39. Hypothesis Tests for the Proportion This spreadsheet assists you in testing a hypothesis for the proportion of a population. You enter the null hypothesis for the supposed value of p and select the test you want — either two tailed or one tail with either tail. You then enter the sample data — the sample size n and the number of successes x in that sample — and the level of significance α. The spreadsheet displays the corresponding normal distribution (when appropriate), the location of the critical value(s), and the location of the sample proportion p.
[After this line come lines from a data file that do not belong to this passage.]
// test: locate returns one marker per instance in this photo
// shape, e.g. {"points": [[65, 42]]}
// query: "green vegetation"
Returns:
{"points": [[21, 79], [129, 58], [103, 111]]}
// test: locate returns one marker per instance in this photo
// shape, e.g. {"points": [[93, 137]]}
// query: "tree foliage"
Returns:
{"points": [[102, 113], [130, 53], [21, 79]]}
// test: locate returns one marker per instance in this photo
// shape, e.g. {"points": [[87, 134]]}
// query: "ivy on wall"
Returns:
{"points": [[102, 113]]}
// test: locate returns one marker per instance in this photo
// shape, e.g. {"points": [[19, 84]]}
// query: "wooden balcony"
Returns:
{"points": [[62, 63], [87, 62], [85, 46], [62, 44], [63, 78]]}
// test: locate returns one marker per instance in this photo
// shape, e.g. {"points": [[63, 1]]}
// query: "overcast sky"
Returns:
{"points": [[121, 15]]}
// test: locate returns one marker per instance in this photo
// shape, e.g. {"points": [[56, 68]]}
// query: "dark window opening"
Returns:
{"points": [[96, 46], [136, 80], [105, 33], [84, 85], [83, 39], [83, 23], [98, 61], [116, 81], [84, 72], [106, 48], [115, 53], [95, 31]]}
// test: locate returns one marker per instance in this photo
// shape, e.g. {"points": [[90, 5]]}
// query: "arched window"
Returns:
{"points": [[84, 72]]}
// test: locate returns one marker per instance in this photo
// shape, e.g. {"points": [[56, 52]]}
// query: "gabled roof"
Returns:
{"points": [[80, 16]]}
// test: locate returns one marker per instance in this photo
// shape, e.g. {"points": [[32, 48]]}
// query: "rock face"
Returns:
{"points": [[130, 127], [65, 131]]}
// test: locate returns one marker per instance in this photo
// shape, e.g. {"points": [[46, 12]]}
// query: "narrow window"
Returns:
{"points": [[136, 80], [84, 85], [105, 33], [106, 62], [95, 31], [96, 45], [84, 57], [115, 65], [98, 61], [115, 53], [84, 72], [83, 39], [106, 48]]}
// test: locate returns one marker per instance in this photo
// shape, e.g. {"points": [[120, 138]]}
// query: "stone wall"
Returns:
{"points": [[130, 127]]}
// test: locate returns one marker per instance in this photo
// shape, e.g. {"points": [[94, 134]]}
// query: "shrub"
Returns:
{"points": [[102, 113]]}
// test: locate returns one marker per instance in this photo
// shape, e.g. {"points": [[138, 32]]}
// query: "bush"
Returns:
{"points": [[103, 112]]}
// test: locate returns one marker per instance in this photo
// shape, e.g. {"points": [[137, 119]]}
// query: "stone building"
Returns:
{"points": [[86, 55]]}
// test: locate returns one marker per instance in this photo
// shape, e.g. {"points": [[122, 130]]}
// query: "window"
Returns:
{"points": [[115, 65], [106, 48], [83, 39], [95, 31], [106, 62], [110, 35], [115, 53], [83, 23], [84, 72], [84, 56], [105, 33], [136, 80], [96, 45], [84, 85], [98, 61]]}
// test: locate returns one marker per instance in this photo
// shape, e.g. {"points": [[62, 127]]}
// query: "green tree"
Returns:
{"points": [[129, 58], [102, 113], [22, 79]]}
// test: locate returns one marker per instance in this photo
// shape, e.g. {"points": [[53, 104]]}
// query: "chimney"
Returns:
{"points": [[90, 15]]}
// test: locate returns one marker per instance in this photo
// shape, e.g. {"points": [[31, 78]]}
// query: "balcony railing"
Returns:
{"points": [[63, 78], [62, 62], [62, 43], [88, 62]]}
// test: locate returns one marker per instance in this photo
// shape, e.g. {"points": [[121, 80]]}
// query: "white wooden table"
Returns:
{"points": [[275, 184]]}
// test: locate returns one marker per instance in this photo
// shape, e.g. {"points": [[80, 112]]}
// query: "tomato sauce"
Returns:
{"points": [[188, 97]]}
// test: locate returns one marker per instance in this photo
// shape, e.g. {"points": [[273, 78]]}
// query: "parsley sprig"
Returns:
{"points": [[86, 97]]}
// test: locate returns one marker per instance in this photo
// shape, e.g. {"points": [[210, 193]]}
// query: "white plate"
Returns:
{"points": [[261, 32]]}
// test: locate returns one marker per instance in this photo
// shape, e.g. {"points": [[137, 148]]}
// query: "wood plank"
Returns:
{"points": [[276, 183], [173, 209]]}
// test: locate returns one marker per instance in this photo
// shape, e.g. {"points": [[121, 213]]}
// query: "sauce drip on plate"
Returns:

It also shows the associated z-value, as well as the corresponding P-value, and the conclusion as to whether you Reject or Fail to Reject the null hypothesis.
40. Simulating the P-Values for Hypothesis Tests on the Mean This module lets you visualize the P-values associated with sample means when conducting a hypothesis test on the population mean. The program randomly generates 100 samples of size n = 50 from your choice of the usual four underlying populations, calculates the P-value associated with each sample mean, and draws the P-values as a series of vertical lines. You can choose the significance level a for a two-tailed test and the program also shows the vertical line associated with the P-value for that critical value. You can then see the number, and percentage, of the sample means whose P-values are sufficiently unlikely that would indicate that you should Reject the null hypothesis. The spreadsheet also displays the scatterplot of the 100 sample P-values plotted against the values of the 100 sample means to demonstrate that the pattern in the points typically looks like a normal distribution pattern. A horizontal line is also included at the height corresponding to the P-value associated with the critical value for the hypothesis test on the population mean at the selected level a of significance.
41. Simulating the P-Values for Hypothesis Tests on the Proportion This module lets you visualize the P-values associated with sample proportions when conducting a hypothesis test on the population proportion π. The program randomly generates 100 samples of size 100, calculates the P-value associated with each sample proportion, and draws the P-values as a series of vertical lines. You can choose the significance level α for a two-tailed test and the program also shows the vertical line associated with the P-value for that critical value. You can then see the number, and percentage, of the sample proportions whose P-values are sufficiently unlikely that would indicate that you should Reject the null hypothesis. The spreadsheet also displays the scatterplot of the 100 sample P-values plotted against the values of the 100 sample proportions to demonstrate that the pattern in the points typically looks like a normal distribution pattern. A horizontal line is also included at the height corresponding to the P-value associated with the critical value for the hypothesis test on the population proportion at the selected level of significance α.
42. Hypothesis Test on the Difference of Means This spreadsheet assists you in testing a hypothesis for the difference in means of two populations. The null hypothesis is that the two means are equal, and you have to select the alternate hypothesis test you want — either two tailed or one tail with either tail. You then enter the sample data for the two samples — the sample size n, the sample mean and the sample standard deviation — and the level of significance α The spreadsheet displays the corresponding normal or t-distribution for the distribution of differences of sample means, the location of the critical value(s), and the location of the difference in the two sample means. It also shows the associated z– or t-value, as well as the corresponding P-value, and the conclusion as to whether you Reject or Fail to Reject the null hypothesis.
43. Hypothesis Test on the Difference of Proportions This spreadsheet assists you in testing a hypothesis for the difference in proportions of two populations. The null hypothesis is that the two proportions are equal, and you have to select the alternate hypothesis test you want — either two-tailed or one-tailed with either tail. You then enter the sample data for the two samples — the sample size n and the number of successes in each sample — and the level of significance α. The spreadsheet displays the corresponding normal distribution (if appropriate) for the distribution of differences of sample proportions, the location of the critical value(s), and the location of the difference in the two sample proportions. It also shows the associated z-value, as well as the corresponding P-value, and the conclusion as to whether you Reject or Fail to Reject the null hypothesis.
44. The Distribution of the Difference of Means This module lets you investigate the distribution of the difference of means based on summary sample data from two samples drawn from the choice of four underlying populations (to see that the population does not affect the results). You can choose the sample size (from n = 2 to n = 50) from each sample and the number (from 50 to 250) of samples. The simulation generates that number of samples from the selected populations, plots the difference in the sample means of each sample, and displays the mean and standard deviation of the differences in the sample means compared to the theoretical predictions based on the population of differences of means of all possible samples.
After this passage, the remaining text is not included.